Making It Easier For Your Loved Ones: Organizing your Affairs to Keep your Family Connected

by Bhaj Townsend

I think one of the most challenging aspects to being an executor to an estate is dealing with other family members and beneficiaries.

While the executor has their duties and obligations to fulfill, others have their agendas to forward.

I remember, fifteen years ago, when a relative, John, passed away after suffering from a painful death from a rare bacterial invasion. John penned his will in the hospital, under heavy medication, shortly before he died. Pete, one of his surviving siblings, was named executor.  The remaining four siblings were outraged. They felt the will was made in duress and under pressure from the executor, Pete, who, they thought, told their brother what to write.

Settling John’s estate was onerous. Everything from deciding on a burial or cremation to distribution of personal items, to bickering over how many life insurance policies there might be, became areas of discord.  To make it even worse, Pete’s wife sent curt notes to the siblings about their behaviors in the matter of settling John’s estate. 

Although the will was eventually settled, familial relationships changed. Some were severed as suspicions and mistrust replaced the bonds that had kept the siblings in touch with each other. 

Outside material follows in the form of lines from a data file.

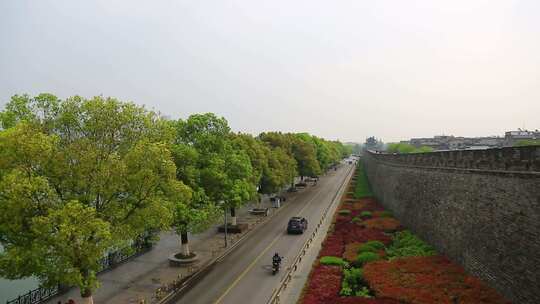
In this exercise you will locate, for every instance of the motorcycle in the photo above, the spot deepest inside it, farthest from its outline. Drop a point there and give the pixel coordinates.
(275, 267)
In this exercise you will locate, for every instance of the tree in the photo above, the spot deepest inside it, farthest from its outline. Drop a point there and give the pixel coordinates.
(225, 171)
(78, 177)
(305, 155)
(280, 171)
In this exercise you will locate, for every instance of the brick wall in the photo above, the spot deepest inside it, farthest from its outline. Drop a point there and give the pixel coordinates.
(480, 208)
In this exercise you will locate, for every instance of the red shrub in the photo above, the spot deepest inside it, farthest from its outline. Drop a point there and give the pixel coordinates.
(324, 285)
(332, 246)
(427, 280)
(353, 233)
(359, 300)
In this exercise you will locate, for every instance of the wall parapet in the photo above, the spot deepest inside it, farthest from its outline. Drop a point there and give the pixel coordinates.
(511, 159)
(481, 208)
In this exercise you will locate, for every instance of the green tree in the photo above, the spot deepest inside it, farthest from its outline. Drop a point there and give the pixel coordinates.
(280, 171)
(305, 154)
(225, 172)
(87, 176)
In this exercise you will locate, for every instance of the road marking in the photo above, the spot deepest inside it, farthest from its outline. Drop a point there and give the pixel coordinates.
(248, 269)
(250, 266)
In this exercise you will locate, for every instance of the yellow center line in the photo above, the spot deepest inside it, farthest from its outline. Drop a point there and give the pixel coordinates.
(247, 269)
(233, 284)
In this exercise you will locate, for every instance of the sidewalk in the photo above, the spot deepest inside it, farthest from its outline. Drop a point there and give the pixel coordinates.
(139, 278)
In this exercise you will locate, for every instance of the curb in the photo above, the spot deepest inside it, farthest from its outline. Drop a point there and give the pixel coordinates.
(275, 297)
(195, 277)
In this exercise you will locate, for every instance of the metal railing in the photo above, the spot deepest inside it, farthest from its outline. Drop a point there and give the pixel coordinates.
(41, 294)
(275, 297)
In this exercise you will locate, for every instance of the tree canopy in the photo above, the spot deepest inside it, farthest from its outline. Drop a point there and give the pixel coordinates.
(80, 177)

There are tools available today to reduce the need for highly charged emotional situations as the one I just described. 

One of the best tools I use is a booklet we have called Making It Easier For My Loved Ones. It organizes a person’s affairs and covers so many things not found in a will. It has sections to indicate where password lists to critical websites (utility companies, bank accounts, memberships…) are located, who is to receive what jewelry, rare books or sentimental items (often contentious areas of distribution),  where key documents ( life insurance policies, veteran benefits, credit card information) are located just to touch the surface. One area I especially like is the nudge to write your own obituary, for those who are so inclined.

This booklet is a great gift to give clients.  It serves an organized roadmap to their wishes making it easier for their loved ones.  When filled out it speaks for us when we can no longer do so for ourselves because we are gone.